Marie continued in therapy with me while Arnold continued to see Dr. Lowe. As soon as the divorce was final, Arnold’s long-suspected affair surfaced. He acknowledged that he had been involved in the affair since before the therapy began. He explained that Dr. Lowe had advised him not to reveal the affair, as it would upset his wife and sons, would look bad in the divorce case and would confuse the couple’s therapy. Marie was livid and the sons even more furious with their father. Arnold would not meet with me again.

Two years later, as is so often the case, Arnold’s great romance had fizzled. Arnold and Marie came back to see me to work out the details for their remarriage. Their sons’ lives, meanwhile, had been torn apart. The older one got divorced, the middle one dropped out of law school, and the younger one was heavily into drugs and 12-step programs. The younger one was preaching at his father and the older two were still refusing contact with him. All three were outraged at their mother for taking him back. They said they could forgive their father’s affair—people in crisis do things like that sometimes—but they were furious with him for lying to them and trying to get them to feel sorry for him.

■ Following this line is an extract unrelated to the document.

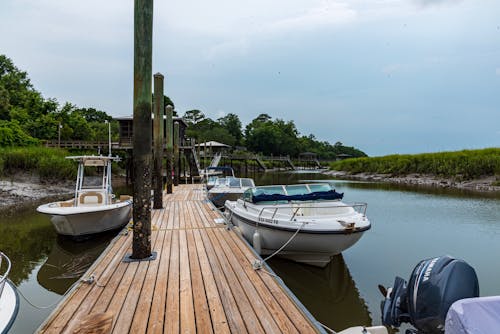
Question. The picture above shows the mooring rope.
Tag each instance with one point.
(258, 263)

The wounds from Arnold’s traumatic affair will be healed long before the wounds from his naive and ill-advised efforts to keep it secret. Infidelity, like a suppressed cough, cannot be completely hidden.

Therapists encounter the isolating and disorienting power of secrets almost every hour. Therapists in general are well-seasoned to handle these secrets with aplomb. We maybe adept at dealing with secrets about the things other people have done to our patients, but still frightened by secrets involving the things our clients themselves have done wrong. Faced with secrets of infidelity, like Arnold’s and June’s, we may be tempted, as Dr. Lowe was, to conspire with people to reduce their guilt while maintaining their alienating secrets—at enormous cost to the intimacy of family relationships.

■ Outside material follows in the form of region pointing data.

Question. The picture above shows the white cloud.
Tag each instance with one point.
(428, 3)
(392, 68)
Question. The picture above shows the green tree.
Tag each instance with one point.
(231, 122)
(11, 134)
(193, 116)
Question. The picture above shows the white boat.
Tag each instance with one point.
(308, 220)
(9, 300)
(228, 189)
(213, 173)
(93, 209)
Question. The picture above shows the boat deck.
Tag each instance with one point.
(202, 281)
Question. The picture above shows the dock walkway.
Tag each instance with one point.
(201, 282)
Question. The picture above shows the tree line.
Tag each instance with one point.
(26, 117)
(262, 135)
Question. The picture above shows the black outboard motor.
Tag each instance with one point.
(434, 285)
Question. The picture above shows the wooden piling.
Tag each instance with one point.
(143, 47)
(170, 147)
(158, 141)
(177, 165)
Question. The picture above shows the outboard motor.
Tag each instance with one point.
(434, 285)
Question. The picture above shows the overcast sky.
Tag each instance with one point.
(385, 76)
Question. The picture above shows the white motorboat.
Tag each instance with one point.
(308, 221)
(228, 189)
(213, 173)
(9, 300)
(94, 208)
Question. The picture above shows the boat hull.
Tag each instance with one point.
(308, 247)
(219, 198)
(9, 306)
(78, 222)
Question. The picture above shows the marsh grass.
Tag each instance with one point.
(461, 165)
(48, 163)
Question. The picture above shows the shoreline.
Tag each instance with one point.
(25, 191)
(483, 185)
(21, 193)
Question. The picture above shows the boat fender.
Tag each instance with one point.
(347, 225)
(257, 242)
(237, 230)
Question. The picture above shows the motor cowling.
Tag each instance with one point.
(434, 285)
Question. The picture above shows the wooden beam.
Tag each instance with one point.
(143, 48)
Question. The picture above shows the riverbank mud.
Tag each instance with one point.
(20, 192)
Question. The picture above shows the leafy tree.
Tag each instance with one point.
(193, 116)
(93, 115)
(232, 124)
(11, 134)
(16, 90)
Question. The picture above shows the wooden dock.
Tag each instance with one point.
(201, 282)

When we therapists believe a secret is unforgivable and its revelations would be dangerous, the client receives a frightening message about him- or herself and about the world. We may accept our patients and make psychodynamic, systemic or sociological excuses for them, while still conveying that their secret is unacceptable to the world. Thus, while explicitly “supporting” them, we implicitly undermine their self-esteem, their sense that they are fundamentally decent, acceptable people. Clients treated in this way are bonded to the therapist but left isolated with shameful secrets that they believe to be too dangerous to reveal. Honestly, in all these years of working with infidelity, I have never seen a murder, a mutilation or even a divorce over an affair that was ended and confessed. The danger comes when the affair is continued, hidden, lied about or repeated.

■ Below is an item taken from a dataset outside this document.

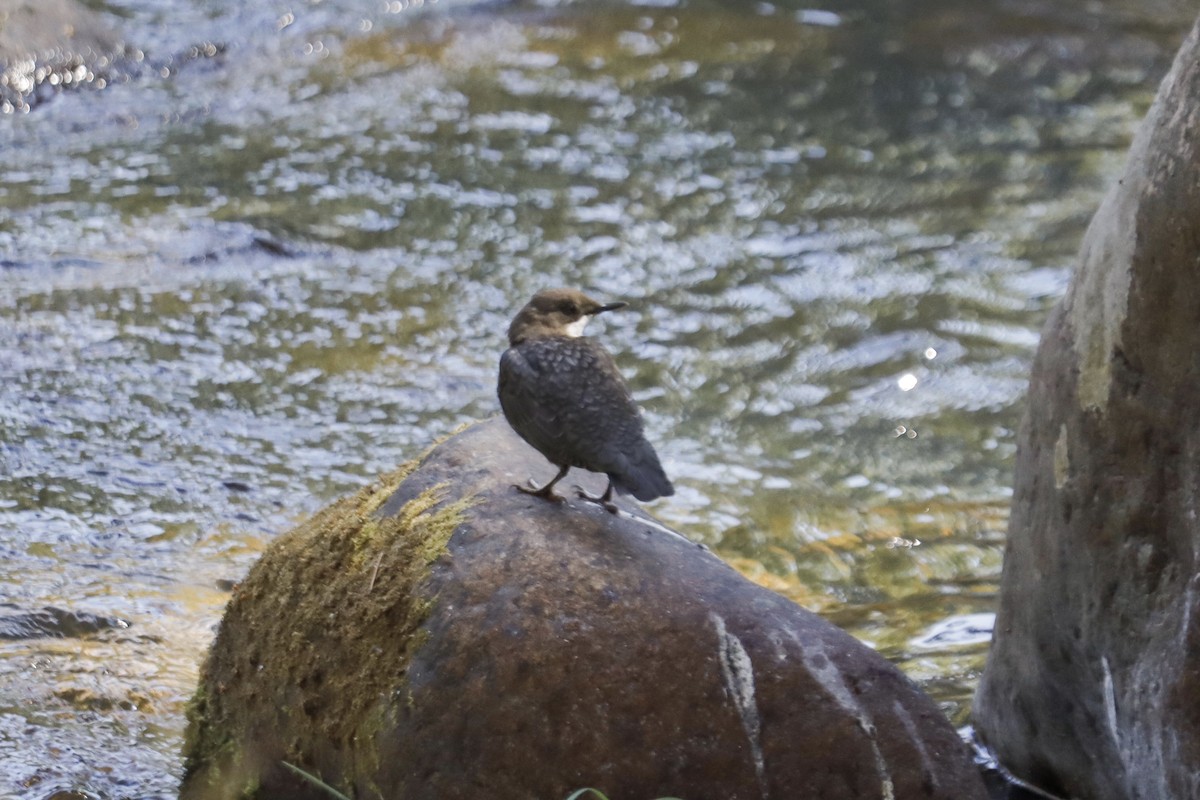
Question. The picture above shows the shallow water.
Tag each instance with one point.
(237, 290)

I’ve been through so many frightening revelations, and have seen so much benefit and so little harm from honesty that I don’t hesitate to ask the embarrassing questions and push for total openness in intimate relationships. People who don’t want that much intimacy can push back, lie or quit therapy if they insist, but I don’t have to magnify their shame and isolation by agreeing that their secret is unforgivable and therefore anxiously sidestepping it. I grow increasingly confident in the safety of honesty during therapy. Certainly, therapy involves much more than openness, but it is a crucial step toward a trusting atmosphere in which both intimacy and change become safe and possible.

 

This blog is excerpted from “No Hiding Place,” by Frank Pittman in the May/June 1993 issue

Photo © Tom Wang/Dreamstime

Frank Pittman

Frank Pittman, MD, was a longtime contributing editor to The Family Therapy Networker.